CONCURRENT SESSION 19: Efficient Networks
Traditionally, in the UK and globally, road infrastructure projects are justified through economic benefit delivered in the AM and PM peak hours. Average hour models are constructed to build business cases, with home-based work commuting trips generally accounting for the majority of the benefit. So what happens when the network peak does not coincide with the traditional commuter peaks? Average hour models no longer deliver the level of detail we require to provide a justification for investment and there is a requirement for something more comprehensive to improve the assurance we can provide to decision makers. Could the use of disaggregate journey time data hold the key?
Modelling managed motorways interventions is not a new development, however their implementations mainly exist in microsimulation models. Whilst these types of models are very capable of modelling managed motorways interventions, their detailed operational nature makes them less suitable for longer term planning. Another limitation exists in their restrictions in modelling large scale networks due to prohibitively long simulation run times and high costs to setup.These limitations are very much reduced in macroscopic dynamic assignment models whilst still providing appropriate levels of detail for planning purposes. Their strengths are in scalability, the relatively low computational requirements and their deterministic outputs. The outputs of these models are well suited for assessment and appraisal of managed motorways interventions. The StreamLine framework in OmniTRANS which uses the MaDAM propagation technique is one such model. This modelling system incorporates many managed motorways interventions like ramp metering, variable message signs (VMS), lane use management, and variable speed limits (VSL). Coordinated ramp metering was recently added following the HERO (HEuristic Ramp metering cOordination) feedback control strategy in combination with the ALINEA ramp metering algorithm.

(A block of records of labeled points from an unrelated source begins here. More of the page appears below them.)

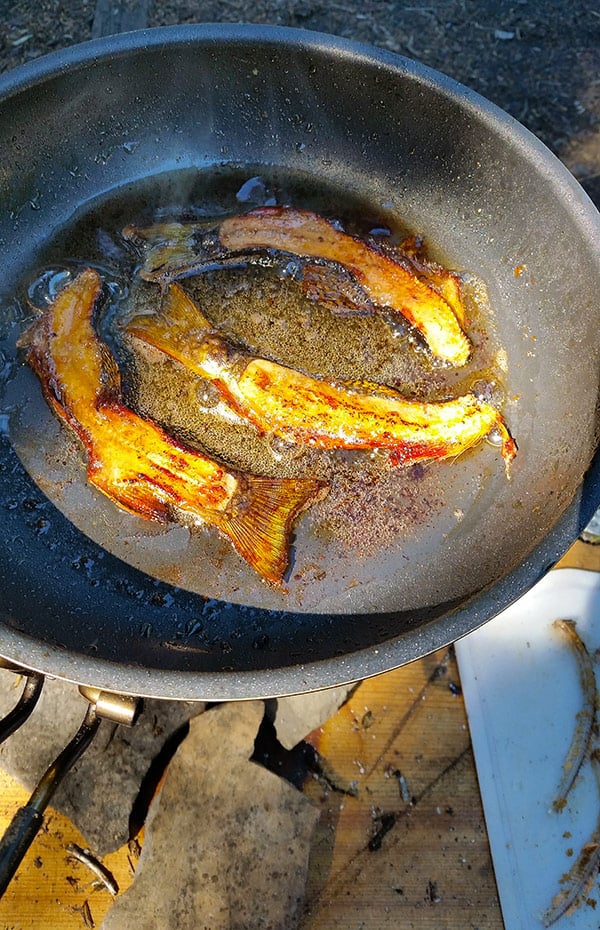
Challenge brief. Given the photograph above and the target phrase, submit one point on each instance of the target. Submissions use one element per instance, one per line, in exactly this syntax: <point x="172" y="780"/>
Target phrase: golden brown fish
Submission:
<point x="312" y="411"/>
<point x="135" y="462"/>
<point x="428" y="298"/>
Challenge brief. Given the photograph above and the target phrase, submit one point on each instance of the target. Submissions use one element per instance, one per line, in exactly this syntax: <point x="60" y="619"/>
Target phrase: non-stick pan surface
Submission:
<point x="97" y="605"/>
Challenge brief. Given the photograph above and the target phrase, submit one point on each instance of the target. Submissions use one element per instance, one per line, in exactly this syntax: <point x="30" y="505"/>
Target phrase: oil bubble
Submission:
<point x="44" y="289"/>
<point x="208" y="395"/>
<point x="281" y="449"/>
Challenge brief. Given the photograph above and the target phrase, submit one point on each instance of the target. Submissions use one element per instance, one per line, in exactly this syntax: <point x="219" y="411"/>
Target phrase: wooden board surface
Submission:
<point x="401" y="840"/>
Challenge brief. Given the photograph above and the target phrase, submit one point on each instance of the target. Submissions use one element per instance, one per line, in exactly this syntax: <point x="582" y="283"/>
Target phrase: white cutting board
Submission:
<point x="522" y="691"/>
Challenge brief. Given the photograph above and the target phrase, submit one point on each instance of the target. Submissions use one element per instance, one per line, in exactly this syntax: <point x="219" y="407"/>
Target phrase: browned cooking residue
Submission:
<point x="581" y="877"/>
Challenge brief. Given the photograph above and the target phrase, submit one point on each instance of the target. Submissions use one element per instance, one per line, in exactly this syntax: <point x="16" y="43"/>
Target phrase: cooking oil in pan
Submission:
<point x="372" y="511"/>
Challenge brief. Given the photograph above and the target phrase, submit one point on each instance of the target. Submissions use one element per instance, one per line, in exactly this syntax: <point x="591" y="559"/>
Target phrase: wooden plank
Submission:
<point x="114" y="16"/>
<point x="408" y="848"/>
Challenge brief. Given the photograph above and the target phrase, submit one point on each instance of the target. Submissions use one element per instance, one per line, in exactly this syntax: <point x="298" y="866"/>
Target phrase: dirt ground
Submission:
<point x="540" y="61"/>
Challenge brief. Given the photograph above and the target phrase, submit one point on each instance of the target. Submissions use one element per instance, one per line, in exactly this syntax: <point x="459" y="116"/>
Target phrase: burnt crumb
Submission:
<point x="384" y="823"/>
<point x="368" y="720"/>
<point x="432" y="893"/>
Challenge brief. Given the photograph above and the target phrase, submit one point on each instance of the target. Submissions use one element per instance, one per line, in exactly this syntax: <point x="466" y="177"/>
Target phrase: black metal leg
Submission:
<point x="19" y="714"/>
<point x="28" y="819"/>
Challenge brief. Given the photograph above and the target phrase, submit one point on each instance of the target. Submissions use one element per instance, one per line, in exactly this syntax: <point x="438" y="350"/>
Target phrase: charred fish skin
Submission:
<point x="427" y="298"/>
<point x="136" y="463"/>
<point x="306" y="410"/>
<point x="387" y="283"/>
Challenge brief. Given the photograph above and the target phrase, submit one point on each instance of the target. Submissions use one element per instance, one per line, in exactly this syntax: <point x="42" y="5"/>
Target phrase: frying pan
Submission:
<point x="93" y="596"/>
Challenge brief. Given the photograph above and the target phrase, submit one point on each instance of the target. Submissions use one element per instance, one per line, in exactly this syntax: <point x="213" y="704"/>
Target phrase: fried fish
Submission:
<point x="307" y="410"/>
<point x="135" y="462"/>
<point x="428" y="299"/>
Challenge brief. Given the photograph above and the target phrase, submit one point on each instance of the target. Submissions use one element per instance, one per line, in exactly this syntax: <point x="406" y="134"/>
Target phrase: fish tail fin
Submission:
<point x="260" y="528"/>
<point x="179" y="318"/>
<point x="509" y="446"/>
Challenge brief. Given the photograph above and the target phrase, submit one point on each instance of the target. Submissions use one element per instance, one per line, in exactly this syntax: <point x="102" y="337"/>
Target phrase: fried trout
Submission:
<point x="429" y="300"/>
<point x="135" y="462"/>
<point x="311" y="411"/>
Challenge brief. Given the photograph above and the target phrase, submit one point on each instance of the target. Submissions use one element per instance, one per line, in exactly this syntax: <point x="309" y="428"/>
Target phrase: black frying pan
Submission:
<point x="95" y="604"/>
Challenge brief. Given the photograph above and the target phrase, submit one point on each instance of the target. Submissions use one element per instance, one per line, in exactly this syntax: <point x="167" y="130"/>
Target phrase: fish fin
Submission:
<point x="260" y="528"/>
<point x="179" y="317"/>
<point x="372" y="387"/>
<point x="111" y="376"/>
<point x="335" y="287"/>
<point x="181" y="311"/>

CONCURRENT SESSION 23: On Space Cost and Time
Transport models become more complex and untamed every year. A full run of a model can take days to complete and can provide details of every modelled trip to several degrees of precision. The purpose of this paper is to highlight the areas of modelling we seldom think about: the definition of a trip, the meaning of the trip matrix, the definition of the day we are modelling, and many more. These are the foundation of our models and can demolish the purpose of our forecasts if they are not carefully considered and explained.View Presentation
Geographical Information Systems (GIS) have long been used to aid transport and land use planning, but are you aware that the analytical and visualisation capabilities of GIS have come a long way in recent years? A GIS is much more than just a digital map. It’s a system that can integrate datasets from a variety of sources, manipulate them and provide timely outputs to support transport and land use decision makers. Does this ability sound familiar to you as a transport modeller? Are GIS software and personnel now in a position to impinge upon the analysis typically performed by transport modellers in transport modelling software? Should we be scared? Or can our GIS counterparts be our allies?